Sights of the Season

There is no greater testament to the power of the sights of the Season than the look of glee upon a child’s face at the sign of the first snowfall. They are oftentimes ecstatic at the lighting of the Christmas tree, the lighting of the Menorah, and the sight of Santa Claus. Each celebration involves some sort of light display be it a Candelabra or a Christmas tree or a Kinara. Regardless of a family’s tradition, the Holiday Season offers up a feast for everyone’s eyes. Whether visiting a reindeer farm, going for a sleigh ride, hiking a snowy forest, or spending time in the tropics on vacation, one will inevitably be able to experience the spirit of the Season as celebration carries on in some form from one end of the earth to the other.

The Spirit of the Season

There is another sense, a sort of sixth sense, that could describe the added dimension to the Holiday Season and that is one of Spirit.
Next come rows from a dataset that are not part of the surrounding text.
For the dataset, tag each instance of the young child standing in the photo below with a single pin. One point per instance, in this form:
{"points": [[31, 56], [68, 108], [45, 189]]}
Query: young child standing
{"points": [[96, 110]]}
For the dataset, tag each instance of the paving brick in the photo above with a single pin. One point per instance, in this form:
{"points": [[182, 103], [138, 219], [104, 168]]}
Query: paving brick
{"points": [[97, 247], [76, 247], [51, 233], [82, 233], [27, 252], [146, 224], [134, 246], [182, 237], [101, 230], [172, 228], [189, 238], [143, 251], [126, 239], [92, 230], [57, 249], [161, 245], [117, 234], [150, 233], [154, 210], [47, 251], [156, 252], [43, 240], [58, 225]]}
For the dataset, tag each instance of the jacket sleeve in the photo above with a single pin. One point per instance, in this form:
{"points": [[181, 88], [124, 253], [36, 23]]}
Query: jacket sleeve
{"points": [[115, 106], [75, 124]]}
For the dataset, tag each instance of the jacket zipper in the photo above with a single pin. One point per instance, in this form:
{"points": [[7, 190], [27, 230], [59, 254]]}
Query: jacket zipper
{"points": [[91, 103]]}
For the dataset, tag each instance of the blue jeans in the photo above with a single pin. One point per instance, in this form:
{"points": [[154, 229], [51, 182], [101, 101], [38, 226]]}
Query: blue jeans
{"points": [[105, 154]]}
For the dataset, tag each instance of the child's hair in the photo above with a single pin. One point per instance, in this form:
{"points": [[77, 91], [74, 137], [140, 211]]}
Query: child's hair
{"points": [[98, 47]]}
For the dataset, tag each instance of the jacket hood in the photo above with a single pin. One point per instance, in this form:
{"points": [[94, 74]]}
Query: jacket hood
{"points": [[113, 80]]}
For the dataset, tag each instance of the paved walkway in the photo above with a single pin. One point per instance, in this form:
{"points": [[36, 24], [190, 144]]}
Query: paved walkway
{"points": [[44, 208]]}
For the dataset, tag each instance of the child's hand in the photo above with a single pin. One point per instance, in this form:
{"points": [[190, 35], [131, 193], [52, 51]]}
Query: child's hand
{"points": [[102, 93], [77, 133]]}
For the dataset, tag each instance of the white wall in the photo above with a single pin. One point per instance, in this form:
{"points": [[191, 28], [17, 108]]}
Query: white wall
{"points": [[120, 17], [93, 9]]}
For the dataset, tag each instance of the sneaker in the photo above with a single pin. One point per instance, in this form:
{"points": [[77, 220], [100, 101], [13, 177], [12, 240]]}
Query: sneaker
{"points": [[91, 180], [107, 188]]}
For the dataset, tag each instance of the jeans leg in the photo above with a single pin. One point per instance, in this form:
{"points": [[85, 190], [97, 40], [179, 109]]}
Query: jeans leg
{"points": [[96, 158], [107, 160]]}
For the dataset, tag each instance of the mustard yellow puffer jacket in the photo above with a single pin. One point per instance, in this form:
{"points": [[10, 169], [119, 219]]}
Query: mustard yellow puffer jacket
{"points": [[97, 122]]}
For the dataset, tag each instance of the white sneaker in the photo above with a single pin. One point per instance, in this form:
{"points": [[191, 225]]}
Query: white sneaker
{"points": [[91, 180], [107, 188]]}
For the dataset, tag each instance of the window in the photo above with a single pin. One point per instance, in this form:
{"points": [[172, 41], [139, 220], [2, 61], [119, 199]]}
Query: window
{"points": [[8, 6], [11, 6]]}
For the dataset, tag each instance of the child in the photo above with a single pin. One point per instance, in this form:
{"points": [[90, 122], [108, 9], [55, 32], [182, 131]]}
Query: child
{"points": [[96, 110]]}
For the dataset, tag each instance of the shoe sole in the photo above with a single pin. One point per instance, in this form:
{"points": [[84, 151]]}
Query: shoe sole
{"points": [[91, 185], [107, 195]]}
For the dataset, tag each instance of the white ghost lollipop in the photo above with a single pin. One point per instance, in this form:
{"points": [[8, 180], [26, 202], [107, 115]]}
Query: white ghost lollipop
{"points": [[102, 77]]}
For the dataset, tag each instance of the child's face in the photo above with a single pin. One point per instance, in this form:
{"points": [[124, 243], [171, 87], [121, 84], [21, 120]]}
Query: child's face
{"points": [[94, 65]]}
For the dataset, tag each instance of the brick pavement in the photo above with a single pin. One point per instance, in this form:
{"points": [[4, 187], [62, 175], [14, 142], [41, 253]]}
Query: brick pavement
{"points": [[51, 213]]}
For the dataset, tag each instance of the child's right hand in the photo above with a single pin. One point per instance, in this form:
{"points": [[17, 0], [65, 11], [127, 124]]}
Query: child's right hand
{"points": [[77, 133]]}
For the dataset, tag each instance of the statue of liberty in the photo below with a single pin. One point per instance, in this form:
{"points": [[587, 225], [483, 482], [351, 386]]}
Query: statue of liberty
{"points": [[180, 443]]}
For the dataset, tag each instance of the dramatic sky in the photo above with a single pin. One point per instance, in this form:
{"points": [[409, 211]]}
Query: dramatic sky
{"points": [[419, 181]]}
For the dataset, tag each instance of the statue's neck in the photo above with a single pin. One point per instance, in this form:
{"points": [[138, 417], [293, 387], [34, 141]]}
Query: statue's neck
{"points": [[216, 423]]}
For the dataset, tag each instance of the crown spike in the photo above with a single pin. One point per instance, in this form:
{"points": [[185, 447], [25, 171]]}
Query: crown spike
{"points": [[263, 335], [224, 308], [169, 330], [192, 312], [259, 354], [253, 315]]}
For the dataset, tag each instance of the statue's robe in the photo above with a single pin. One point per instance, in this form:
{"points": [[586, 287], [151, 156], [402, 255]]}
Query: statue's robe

There is undoubtedly a heightened practice of spirituality, worship, and praise that defines this time. The factor of spirituality appears to transcend belief, faith, philosophy, practice and denomination. In many ways it can unify humanity, but only if love for our fellow humans, tolerance and respect for differences can be shown as opposed to the unfortunate presence of bigotry, condemnation, hatred and intolerance. One person may become spiritually connected while singing in a church choir while another will find their sacred experience in a pair of blue jeans serving soup to the homeless. Taking time to cultivate this sense can turn our holiday season from one of monotony to one of wonder and personal growth. When we nurture ourselves, we can then offer up the best of who we are to others. Reaching this place of spiritual cultivation ultimately requires a nurturing of the senses. Intentionally practicing this awareness in our daily activities will brighten our days, relieve our stresses, and center us so that we can truly enjoy all of the diversity and beauty that the Holiday Season has to offer.